Une fois les batteries rechargées, nous avons passé l’après-midi dans un parc recouvert de neige le long d’une rivière gelée. Il faut dire qu’il faisait -15°c depuis notre arrivée en Ukraine et que nous avons atteint ce jour-là des températures avoisinant les -20°c. Toutes les conditions étaient donc réunies pour dévaler les berges en luge pendant plusieurs heures.

La journée s’est terminée par la soirée d’adieux ponctuée par le moment tant attendu par les enfants : la distribution des cadeaux que nous avions réussi à emporter pour les 15 jeunes de l’orphelinat. Puis, après un court temps de jeux, il a fallu se dire, non pas « au revoir », mais « à l’année prochaine » ! 

Les tests PCR

Lundi 18 janvier. Le réveil a été très matinal pour notre équipe. Départ à 5h30 de Jytomyr afin d’être à Kiev à 8h30 pour passer les tests PCR préalable à notre retour en France. A notre étonnement, ici le dépistage ne se fait pas par voie nasale. C’est un grand coton que l’on frotte sur l’arrière de la langue.
Puis, nous avons rencontré Mgr Vitaliy Krivitskiy, évêque de Kiev-Jytomyr.

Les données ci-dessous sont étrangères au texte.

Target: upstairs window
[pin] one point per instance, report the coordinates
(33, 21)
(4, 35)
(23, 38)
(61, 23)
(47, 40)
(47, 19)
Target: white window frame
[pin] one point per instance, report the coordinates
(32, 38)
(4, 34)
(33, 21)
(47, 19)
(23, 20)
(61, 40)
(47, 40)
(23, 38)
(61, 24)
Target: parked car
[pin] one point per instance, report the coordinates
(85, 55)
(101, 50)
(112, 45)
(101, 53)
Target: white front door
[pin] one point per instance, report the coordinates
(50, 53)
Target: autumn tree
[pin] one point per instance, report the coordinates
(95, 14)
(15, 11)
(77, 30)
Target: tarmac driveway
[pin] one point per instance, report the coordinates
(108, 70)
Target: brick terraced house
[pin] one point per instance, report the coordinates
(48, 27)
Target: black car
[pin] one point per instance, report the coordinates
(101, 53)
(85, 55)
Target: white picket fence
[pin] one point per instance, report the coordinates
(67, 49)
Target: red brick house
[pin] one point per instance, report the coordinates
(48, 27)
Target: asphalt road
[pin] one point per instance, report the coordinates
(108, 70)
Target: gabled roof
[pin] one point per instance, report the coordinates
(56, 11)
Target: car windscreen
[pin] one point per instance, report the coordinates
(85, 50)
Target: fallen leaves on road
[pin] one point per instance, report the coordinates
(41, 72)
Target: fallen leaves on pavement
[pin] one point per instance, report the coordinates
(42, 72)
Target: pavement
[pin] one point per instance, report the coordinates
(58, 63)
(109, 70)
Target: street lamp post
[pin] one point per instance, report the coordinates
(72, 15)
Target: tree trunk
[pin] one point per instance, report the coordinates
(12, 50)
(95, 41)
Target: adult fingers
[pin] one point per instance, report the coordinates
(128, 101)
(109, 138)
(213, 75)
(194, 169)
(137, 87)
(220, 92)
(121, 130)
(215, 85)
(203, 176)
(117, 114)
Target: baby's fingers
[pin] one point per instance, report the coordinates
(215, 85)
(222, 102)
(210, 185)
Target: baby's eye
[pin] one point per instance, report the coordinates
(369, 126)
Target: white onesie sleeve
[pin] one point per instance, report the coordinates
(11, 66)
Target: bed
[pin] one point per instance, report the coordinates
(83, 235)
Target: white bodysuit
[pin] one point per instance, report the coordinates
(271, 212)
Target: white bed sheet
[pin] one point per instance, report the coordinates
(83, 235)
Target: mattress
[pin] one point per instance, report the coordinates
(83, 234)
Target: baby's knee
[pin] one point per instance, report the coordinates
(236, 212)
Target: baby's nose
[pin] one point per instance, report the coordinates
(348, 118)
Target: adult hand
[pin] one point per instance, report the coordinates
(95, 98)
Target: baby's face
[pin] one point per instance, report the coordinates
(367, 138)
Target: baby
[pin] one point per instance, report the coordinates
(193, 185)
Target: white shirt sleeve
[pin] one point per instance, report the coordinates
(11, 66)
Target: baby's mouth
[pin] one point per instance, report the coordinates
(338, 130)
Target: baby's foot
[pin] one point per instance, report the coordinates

Avec lui, nous avons pu échanger pendant une heure et demie sur les actions de Caridad, le soutien apporté aux enfants de Jytomyr, la situation de l’Ukraine et les possibilités d’aide à y développer. Après l’audience, nous avons assisté à la messe célébrée par le père Nicolas dans la cathédrale.En début d’après-midi, nous avons visité le centre de Kiev avant de nous diriger vers un orphelinat au sud de la capitale. Nous avons pu y faire connaissance avec les enfants et échanger avec les sœurs sur leurs besoins financiers le temps d’un diner pendant lequel les jeunes nous ont joué à l’accordéon des morceaux traditionnels. Nous avons ensuite repris la route en direction de notre hôtel à proximité de l’aéroport de Kiev-Boryspil.

Mardi 19 janvier. 7 heures. Les réveils sonnent. Les valises se bouclent. La messe est célébrée dans une des deux chambres d’hôtel, puis direction l’aéroport. Le premier d’entre nous passe à l’enregistrement.
Problème : le résultat du test PCR est écrit en ukrainien. L’hôtesse lui dit alors qu’elle ne peut pas nous laisser monter dans l’avion car à Amsterdam, première escale en Union européenne, il faudra présenter un test en anglais. Nous essayons donc de joindre la clinique où nous avons été dépistés. La personne que nous avons au téléphone ne parle pas la langue de Shakespeare et nous raccroche à la figure. Il reste 1h30 avant la fin de l’enregistrement. Il faut trouver une solution. Par chance, un garde-frontière s’approche et nous lui expliquons la situation. Il nous propose alors d’appeler la clinique, ce qu’il fait dans la foulée. Tout rentre dans l’ordre, les résultats vont nous être envoyés en anglais par email.
30 secondes plus tard, c’est bon. Nous allons pouvoir monter dans l’avion.
À notre arrivée à Amsterdam, la maréchaussée vérifie nos passeports. Aucun test PCR n’est demandé. Idem à la douane. Comme quoi, il aurait été bête de rester à Kiev à cause de la traduction d’un document qui ne nous a même pas été nécessaire… Après quelques heures à l’aéroport, nous embarquons pour notre vol en direction de Paris-Charles de Gaulle. Là, rebelote. Aucun test PCR n’est demandé. Seule une prise de température nous aura été faite à notre entrée dans le terminal où nous prendrons notre avion pour Nantes.

Nous regagnons Redon à 23 heures avec des souvenirs plein la tête.